SELECT * FROM Track Where name ='Black Dog';
PRAGMA index_list('Track');
EXPLAIN SELECT * FROM Track Where name ='Black Dog';
EXPLAIN QUERY PLAN SELECT * FROM Track Where name ='Black Dog';
CREATE INDEX idx_track_name ON Track (Name);
EXPLAIN QUERY PLAN SELECT * FROM Track Where name ='Black Dog';
PRAGMA index_list('Track');
Generally speaking, SQLite is extremely fast even on large datasets. It does a great job of working with large amounts of data even on complicated queries. However occasionally it can use some help when you have heavy queries that you run frequently. Let's first understand how to look at queries using some fun features built into SQLite.
SELECT * FROM Track Where name ='Black Dog';
Let's say we are building an interface that frequently needs to look up tracks by their names. You'd be running queries like this frequently. Right now our Track database has some 3,000 rows in it but imagine if you had Spotify's database of music. Spotify says it has over 100,000,000 tracks on it, so that query get very slow. Let's see a few of the ways that SQLite gives you to inspect your queries.
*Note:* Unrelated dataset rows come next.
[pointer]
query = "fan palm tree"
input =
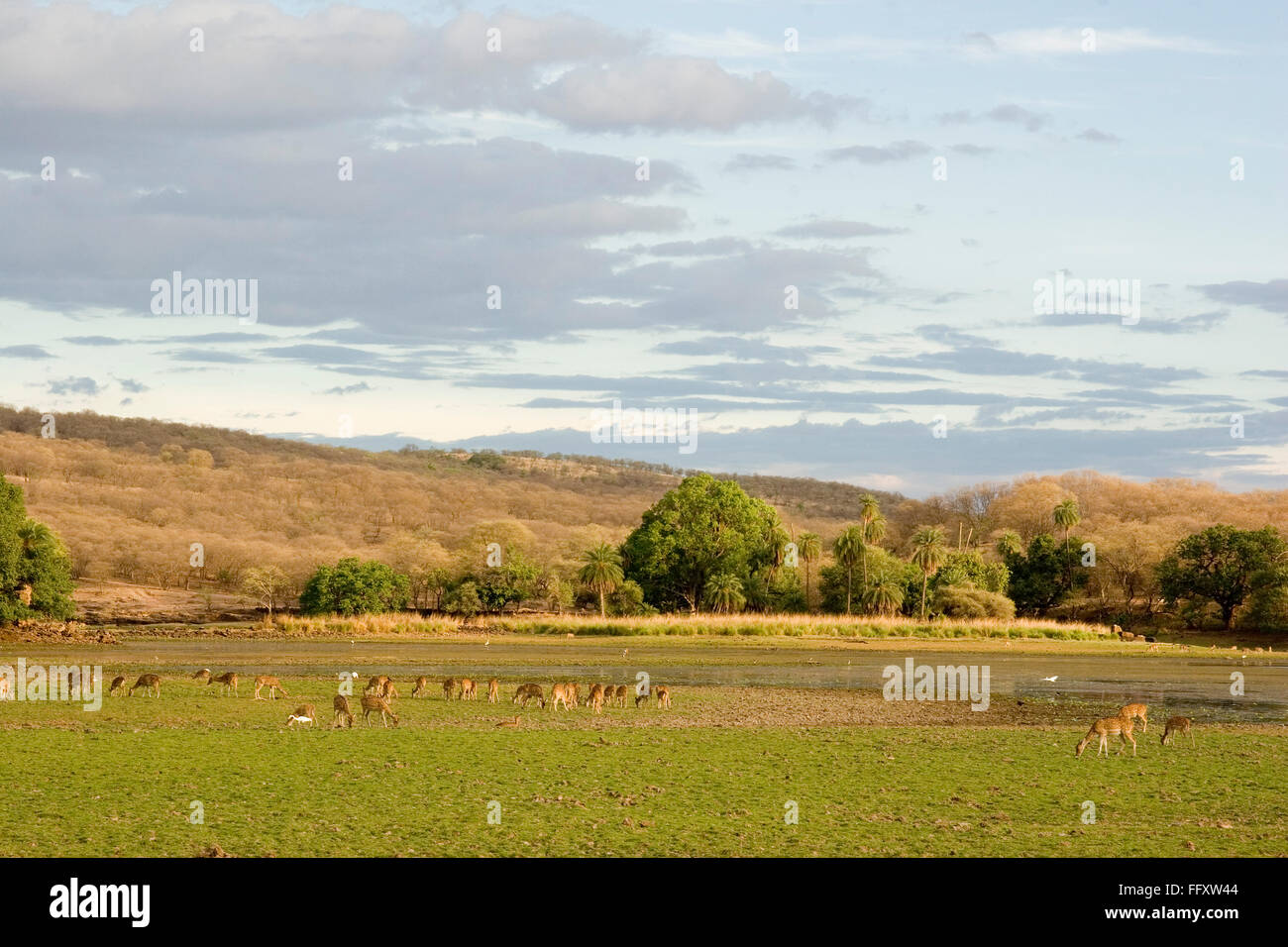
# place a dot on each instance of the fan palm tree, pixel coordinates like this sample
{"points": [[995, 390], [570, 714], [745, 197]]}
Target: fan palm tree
{"points": [[601, 571], [927, 554], [848, 551], [1067, 515], [885, 595], [810, 551], [724, 592]]}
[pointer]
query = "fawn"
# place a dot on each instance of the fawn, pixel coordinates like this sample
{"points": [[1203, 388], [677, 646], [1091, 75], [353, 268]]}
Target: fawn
{"points": [[1177, 724], [372, 703], [559, 694], [528, 692], [1103, 729], [305, 712], [1136, 710], [343, 715], [150, 684], [273, 685]]}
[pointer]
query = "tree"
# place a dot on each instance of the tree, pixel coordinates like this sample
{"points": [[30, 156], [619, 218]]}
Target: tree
{"points": [[927, 554], [810, 551], [601, 571], [353, 586], [724, 592], [1067, 517], [35, 569], [848, 551], [268, 585], [698, 530], [1224, 566]]}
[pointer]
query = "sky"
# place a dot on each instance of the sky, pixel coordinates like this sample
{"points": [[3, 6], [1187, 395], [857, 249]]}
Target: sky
{"points": [[823, 234]]}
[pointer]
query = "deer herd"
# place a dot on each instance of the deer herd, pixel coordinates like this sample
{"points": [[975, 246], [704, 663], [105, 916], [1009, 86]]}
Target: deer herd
{"points": [[1124, 727], [380, 692]]}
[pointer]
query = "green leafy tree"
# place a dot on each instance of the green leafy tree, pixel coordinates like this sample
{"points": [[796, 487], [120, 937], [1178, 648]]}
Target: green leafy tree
{"points": [[601, 571], [353, 586], [1224, 566], [848, 551], [698, 530], [927, 554], [35, 569]]}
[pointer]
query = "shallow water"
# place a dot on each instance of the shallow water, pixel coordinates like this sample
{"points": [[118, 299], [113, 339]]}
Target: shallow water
{"points": [[1199, 684]]}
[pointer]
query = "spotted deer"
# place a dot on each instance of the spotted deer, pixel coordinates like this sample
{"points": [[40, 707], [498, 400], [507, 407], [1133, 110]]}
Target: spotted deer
{"points": [[1177, 724], [305, 712], [1136, 711], [559, 694], [273, 685], [373, 703], [1104, 728], [150, 684], [343, 715]]}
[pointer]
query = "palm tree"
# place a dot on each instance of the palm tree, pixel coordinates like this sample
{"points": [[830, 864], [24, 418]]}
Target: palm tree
{"points": [[884, 595], [927, 554], [1067, 515], [724, 592], [810, 549], [601, 571], [1009, 544], [848, 551], [868, 513]]}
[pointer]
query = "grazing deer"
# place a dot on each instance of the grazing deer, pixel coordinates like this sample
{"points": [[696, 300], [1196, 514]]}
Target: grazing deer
{"points": [[372, 703], [1136, 711], [343, 715], [150, 684], [1177, 724], [528, 692], [273, 685], [1103, 729], [305, 712], [559, 694]]}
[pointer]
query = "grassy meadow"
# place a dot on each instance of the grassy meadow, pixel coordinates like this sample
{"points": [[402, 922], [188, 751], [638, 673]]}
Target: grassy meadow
{"points": [[712, 776]]}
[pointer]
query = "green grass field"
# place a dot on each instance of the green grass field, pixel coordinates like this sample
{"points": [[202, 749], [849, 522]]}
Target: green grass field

EXPLAIN SELECT * FROM Track Where name ='Black Dog';
addr opcode p1 p2 p3 p4 p5 comment
---- ------------- ---- ---- ---- ------------- -- -------------
0 Init 0 17 0 0 Start at 17
1 OpenRead 0 409 0 9 0 root=409 iDb=0; Track
2 Rewind 0 16 0 0
3 Column 0 1 1 0 r[1]= cursor 0 column 1
4 Ne 2 15 1 BINARY-8 82 if r[1]!=r[2] goto 15
5 Rowid 0 3 0 0 r[3]=Track.rowid
6 Column 0 1 4 0 r[4]= cursor 0 column 1
7 Column 0 2 5 0 r[5]= cursor 0 column 2
8 Column 0 3 6 0 r[6]= cursor 0 column 3
9 Column 0 4 7 0 r[7]= cursor 0 column 4
10 Column 0 5 8 0 r[8]= cursor 0 column 5
11 Column 0 6 9 0 r[9]= cursor 0 column 6
12 Column 0 7 10 0 r[10]= cursor 0 column 7
13 Column 0 8 11 0 r[11]= cursor 0 column 8
14 ResultRow 3 9 0 0 output=r[3..11]
15 Next 0 3 0 1
16 Halt 0 0 0 0
17 Transaction 0 0 66 0 1 usesStmtJournal=0
18 String8 0 2 0 Black Dog 0 r[2]='Black Dog'
19 Goto 0 1 0 0
I'll be honest, I understand like zero of this. This is what SQLite is doing under the hood. I found the input from Postgres's explain to be much more readable and actionable. In any case, it's there and you can anaylze it if you want to. I never look at this so I just wanted to show you that it's there.
Instead, I use this
EXPLAIN QUERY PLAN SELECT * FROM Track Where name ='Black Dog';
-- `--SCAN Track
Critically, the word SCAN
here lets you know that this query is going to look at every row in the table. Now, if you only have 3,000 rows or you only run this query infrequently, who cares, a SCAN is fine. However, if you're Spotify and you're scanning 100,000,000 rows every search, then yes, you need to do something about this.
One more fun trick if you're playing around in the CLI:
.eqp on
SELECT * FROM Track Where name ='Black Dog';
If you run .eqp on
, for the rest of your session it will always show you the query plan when it runs a query. Can be kinda cool to see how SQLite chooses to plan queries.